Rich Ngapi
1 Mars 2008
Kinshasa — La Banque mondiale a failli au respect de ses politiques
Dans son rapport rendu public, vendredi 29 févier 2008, le panel d'inspection sur les opérations forestières en République démocratique du Congo estime que malgré les efforts de la Banque mondiale pour améliorer la gestion des forêts congolaises, elle a failli au respect de ses politiques, y compris celles sur l'évaluation environnementale et les peuples autochtones.
« Le Panel a trouvé que la Banque mondiale a failli au respect de ses politiques, y inclus celles sur l'évaluation environnementale et les peuples autochtones ». C'est en ces termes que le président du panel d'inspection, M Werner Kiene, a conclu sa conférence de presse, le vendredi 29 février 2008, au Grand Hôtel Kinshasa.

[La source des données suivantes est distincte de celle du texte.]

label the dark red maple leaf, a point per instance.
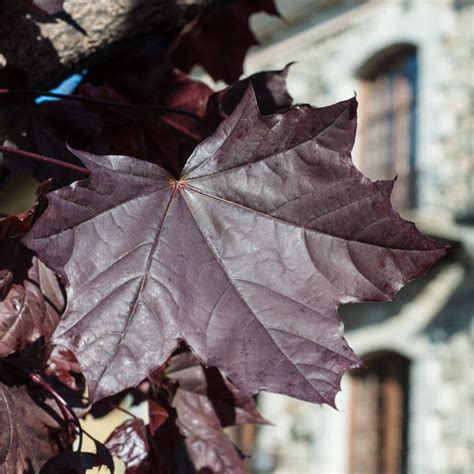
(129, 443)
(219, 39)
(246, 257)
(45, 6)
(31, 299)
(206, 403)
(76, 462)
(25, 432)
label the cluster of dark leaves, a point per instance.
(205, 268)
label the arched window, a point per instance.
(378, 415)
(388, 120)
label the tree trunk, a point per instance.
(46, 48)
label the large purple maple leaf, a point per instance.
(246, 257)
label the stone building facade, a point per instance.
(411, 64)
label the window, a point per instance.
(387, 127)
(378, 416)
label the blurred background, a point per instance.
(411, 64)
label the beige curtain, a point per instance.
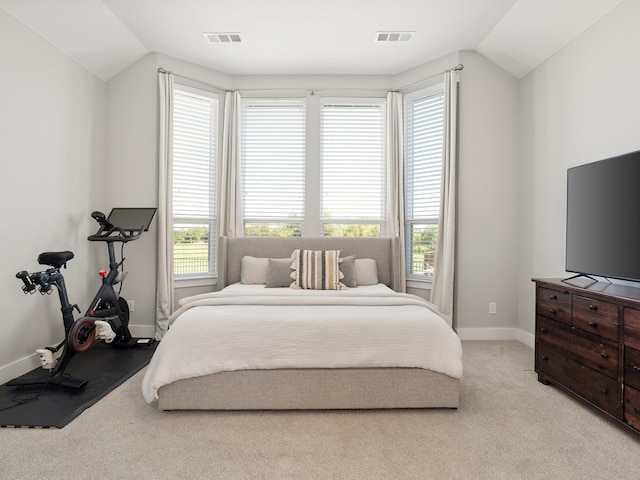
(230, 218)
(164, 282)
(442, 290)
(395, 177)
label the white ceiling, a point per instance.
(307, 37)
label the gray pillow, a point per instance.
(348, 268)
(279, 272)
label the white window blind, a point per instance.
(423, 172)
(195, 145)
(352, 163)
(273, 166)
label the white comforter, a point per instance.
(251, 327)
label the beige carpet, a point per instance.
(509, 426)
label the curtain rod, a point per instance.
(457, 68)
(217, 87)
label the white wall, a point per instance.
(132, 179)
(487, 261)
(487, 208)
(581, 105)
(52, 133)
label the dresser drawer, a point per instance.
(632, 367)
(632, 328)
(595, 352)
(598, 388)
(554, 304)
(632, 407)
(632, 318)
(594, 316)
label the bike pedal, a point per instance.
(47, 359)
(104, 331)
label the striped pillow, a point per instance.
(316, 270)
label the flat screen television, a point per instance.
(603, 218)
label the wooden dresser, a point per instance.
(587, 343)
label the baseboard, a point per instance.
(142, 331)
(496, 334)
(28, 363)
(18, 368)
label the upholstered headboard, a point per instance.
(385, 251)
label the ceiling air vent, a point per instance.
(394, 36)
(223, 37)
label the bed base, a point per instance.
(313, 389)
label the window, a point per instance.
(352, 162)
(273, 166)
(313, 166)
(195, 151)
(424, 130)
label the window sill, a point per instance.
(199, 281)
(418, 283)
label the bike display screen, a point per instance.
(131, 218)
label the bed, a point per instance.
(251, 347)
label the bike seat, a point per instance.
(55, 259)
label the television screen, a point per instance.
(603, 218)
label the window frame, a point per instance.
(210, 220)
(313, 220)
(412, 221)
(380, 220)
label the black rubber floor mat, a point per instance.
(104, 366)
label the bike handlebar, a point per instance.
(109, 233)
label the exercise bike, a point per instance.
(107, 317)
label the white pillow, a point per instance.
(253, 270)
(366, 272)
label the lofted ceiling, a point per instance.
(307, 37)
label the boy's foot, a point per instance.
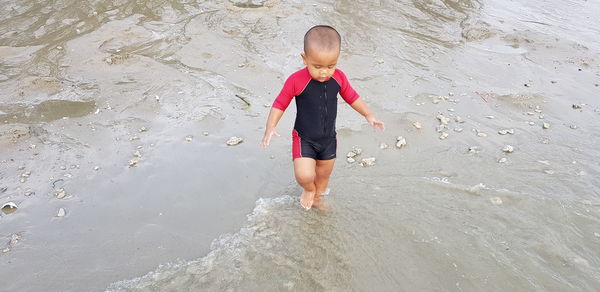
(319, 203)
(306, 199)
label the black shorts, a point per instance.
(322, 149)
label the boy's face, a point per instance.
(321, 64)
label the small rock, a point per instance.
(234, 141)
(9, 208)
(444, 120)
(496, 201)
(474, 149)
(366, 162)
(440, 128)
(400, 142)
(508, 149)
(61, 194)
(351, 154)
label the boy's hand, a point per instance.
(375, 122)
(267, 137)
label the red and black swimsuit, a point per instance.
(314, 133)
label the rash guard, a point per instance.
(316, 102)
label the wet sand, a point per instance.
(88, 87)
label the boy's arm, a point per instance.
(274, 117)
(361, 107)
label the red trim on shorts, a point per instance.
(296, 145)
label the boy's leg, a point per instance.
(304, 170)
(323, 169)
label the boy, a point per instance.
(316, 87)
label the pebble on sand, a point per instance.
(61, 194)
(474, 149)
(366, 162)
(508, 149)
(9, 208)
(234, 141)
(496, 201)
(400, 142)
(443, 120)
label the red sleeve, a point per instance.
(285, 95)
(293, 86)
(346, 91)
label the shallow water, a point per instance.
(81, 78)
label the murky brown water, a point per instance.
(85, 84)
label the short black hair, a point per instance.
(323, 37)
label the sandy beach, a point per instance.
(115, 173)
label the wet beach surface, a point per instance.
(114, 118)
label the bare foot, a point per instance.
(306, 199)
(319, 203)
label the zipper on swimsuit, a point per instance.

Pour être plus explicite, le président du Panel a déclaré : « Le Panel apprécie les efforts de la Banque mondiale dans ce secteur crucial, et met en exergue l'importance de son engagement continu. Le Panel a néanmoins identifié que pendant la préparation du projet il y a eu des carences dans la conduite des vérifications initiales nécessaires pour identifier les risques et déclencher les politiques de sauvegarde en vue de prendre des actions cruciales pour répondre aux besoins des Pygmées et autres populations locales ».
Pour sa part, le directeur général du Groupe de la Banque mondiale, Mme Ngozi N. Okonjo-Iweala, a bien accueilli le rapport du panel d'inspection et appuyé les actions définies dans le plan d'actions en tant que contributions importantes en vue de promouvoir une meilleure gestion des forêts congolaises et pour la protection des droits des populations dépendantes des forêts, y compris les Pygmées.
« Le Groupe de la Banque mondiale a beaucoup fait et peut faire plus pour protéger les forêts, réduire la pauvreté, soutenir les droits des peuples autochtones, et promouvoir la stabilité de l'environnement global à travers son travail en RDC », a déclaré Mme Okonjo-Iwela. Avant d'ajouter : « Nous prendrons en compte les constats du panel, mettrons en oeuvre les leçons apprises, et resterons engagés dans la coopération avec nos partenaires au développement et le gouvernement de la RDC qui conduit cet important effort ».
LA PLACE DES AUTOCHTONES
Le Conseil des administrateurs de la Banque mondiale s'est réuni le 10 janvier 2008 pour discuter le rapport du Panel d'inspection ainsi que la réponse du management et son plan d'actions. A l'issue de cette réunion, des communautés pygmées de la RDC s'étaient plaint auprès du Panel d'inspection sur le fait que les réformes forestières appuyées par la Banque mondiale se déroulaient sans consultation et conduiraient à violer leurs droits d'occuper des terres ancestrales et de gérer et utiliser leurs forêts selon leurs pratiques traditionnelles.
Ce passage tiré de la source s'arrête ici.